La notion de dignité de la personne humaine s’est imposée dans plusieurs textes fondamentaux du droit après la Seconde Guerre mondiale, puis par la suite en bioéthique. L’arrivée de recherches en éducation qui s’appuient sur l’efficacité conduit à interroger la place de cette valeur relativement à celle de dignité humaine.
1. La notion de «dignité de la personne humaine »
Si la notion de dignité attribuée à tous les êtres humains est pensée depuis les philosophes stoïciens dans l’Antiquité, elle s’impose comme un principe du droit après le Seconde Guerre mondiale.
On la retrouve dans plusieurs textes du droit international à commencer par la Déclaration Universelle des Droits de l’homme de 1948 :
« Tous les êtres humains naissent libres et égaux en dignité et en droits.
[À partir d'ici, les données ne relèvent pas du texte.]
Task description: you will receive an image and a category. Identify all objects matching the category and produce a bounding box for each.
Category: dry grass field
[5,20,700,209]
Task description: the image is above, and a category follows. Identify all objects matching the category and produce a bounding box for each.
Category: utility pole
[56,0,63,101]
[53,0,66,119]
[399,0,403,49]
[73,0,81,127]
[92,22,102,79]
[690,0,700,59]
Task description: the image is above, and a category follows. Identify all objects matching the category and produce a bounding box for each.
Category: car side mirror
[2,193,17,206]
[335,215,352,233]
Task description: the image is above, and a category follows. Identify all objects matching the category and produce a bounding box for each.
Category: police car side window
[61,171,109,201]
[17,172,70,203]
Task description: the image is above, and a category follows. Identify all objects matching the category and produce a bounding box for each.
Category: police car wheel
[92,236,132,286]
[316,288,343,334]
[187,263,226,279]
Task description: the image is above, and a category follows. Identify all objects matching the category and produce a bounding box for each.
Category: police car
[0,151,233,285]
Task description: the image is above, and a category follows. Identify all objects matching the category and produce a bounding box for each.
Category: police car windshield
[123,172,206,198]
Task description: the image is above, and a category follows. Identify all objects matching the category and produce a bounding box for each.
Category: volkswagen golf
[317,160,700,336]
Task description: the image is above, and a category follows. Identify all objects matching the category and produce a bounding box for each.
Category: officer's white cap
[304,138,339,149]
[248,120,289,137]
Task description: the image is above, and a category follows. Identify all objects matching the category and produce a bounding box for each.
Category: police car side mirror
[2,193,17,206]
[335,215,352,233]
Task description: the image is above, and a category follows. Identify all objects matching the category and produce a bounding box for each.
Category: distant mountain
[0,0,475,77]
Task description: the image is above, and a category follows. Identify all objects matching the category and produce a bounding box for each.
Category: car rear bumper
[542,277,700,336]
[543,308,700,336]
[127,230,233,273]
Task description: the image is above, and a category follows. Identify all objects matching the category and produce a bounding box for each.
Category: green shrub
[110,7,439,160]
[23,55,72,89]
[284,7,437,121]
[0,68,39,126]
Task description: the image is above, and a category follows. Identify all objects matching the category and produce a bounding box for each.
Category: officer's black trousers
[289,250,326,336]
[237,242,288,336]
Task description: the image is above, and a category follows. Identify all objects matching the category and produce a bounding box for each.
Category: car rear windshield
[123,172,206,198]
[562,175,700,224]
Ils sont doués de raison et de conscience et doivent agir les uns envers les autres dans un esprit de fraternité. »
On retrouve cette notion également dans la Convention Internationale de droits de l’enfant :
« Les Etats parties prennent toutes les mesures appropriées pour veiller à ce que la discipline scolaire soit appliquée d’une manière compatible avec la dignité de l’enfant en tant qu’être humain et conformément à la présente Convention. »
Cette notion de « dignité » est également mobilisée par exemple dans les lois de bioéthique en France, mais aussi également par exemple dans le droit du travail.
2. Dignité de la personne humaine et lutte contre les discriminations
Le droit de la non-discrimination découle en particulier de l’article premier de la Déclaration internationale des droits de l’homme.
C’est sur cette base que le droit européen a construit un droit de la non-discrimination que l’on retrouve transposé également en droit français.
Ce droit européen fait obligation également aux Etats membres de promouvoir dans leur système scolaire la non-discrimination, d’où le fait que l’on retrouve cette dimension dans le système éducatif français.
A cet égard, le référentiel de compétence des enseignants revient à plusieurs reprises sur l’obligation qui est faite aux enseignants de lutter contre les discriminations : «le refus de toutes les discriminations », « Se mobiliser et mobiliser les élèves contre les stéréotypes et les discriminations de tout ordre »…
3. Dignité de la personne humaine et efficacité
De fait si la société française, par exemple l’entreprise ou l’école, doit respecter le droit de la non-discrimination ce n’est pas parce que c’est efficace.
L’efficacité par exemple économique, contrairement à ce que prétend un rapport de France Stratégie, ne peut être le ressort fondamental qui doit être à l’origine du respect de droit de la non-discrimination.
Si l’on suit les textes juridiques, ce qui doit être au fondement de la lutte contre les discriminations, c’est le « respect de la dignité de la personne humaine ».
L’école ne doit pas combattre les discriminations parce que cela sera plus efficace économiquement ou combattre les inégalités sociales parce que PISA (OCDE) juge qu’un système éducatif équitable est plus efficient.
L’école doit lutter contre les discriminations, même si cela réduisait l’efficacité du système scolaire, parce que cela renvoi à un principe fondamental du droit : le respect de la dignité de toutes les personnes.
L’école n’a pas vocation a se donner comme objectif l’efficacité au besoin en se séparant de tout ce qui la rendrait moins efficace : les élèves en situation de handicap, les pauvres, les professeurs pas assez efficaces…
Conclusion :
La mise en avant par certains pend de la recherche, de l’efficacité comme valeur absolue du système éducatif, pose de graves problèmes philosophiques. En effet, de nombreux travaux philosophiques concernant le débat entre conséquentialisme et déontologisme ont montré que la mise en avant de l’efficacité peut entrer en contradiction avec la dignité de la personne humaine.
En faisant de l’efficacité, la valeur fondamentale du système éducatif on entrerait philosophiquement en contradiction avec les principes fondamentaux des droits humains qui reconnaissent pour leur part comme principe fondamental la « diginité » humaine.
Référence :
CIDE de 1989
CNCDH – Origines du droit de la non-discrimination - https://www.cncdh.fr/fr/dossiers-thematiques/discriminations
DUDH de 1948
Manuel européen du droit de la non-discrimination.
Fabre-Magnan, Muriel. « La dignité en Droit : un axiome », Revue interdisciplinaire d'études juridiques, vol. volume 58, no. 1, 2007, pp. 1-30.
Rapport : Le coût économique des discriminations - https://www.strategie.gouv.fr/publications/cout-economique-discriminations
Sève Lucien, Qu’est-ce que la personne humaine ?, La Dispute, 2006.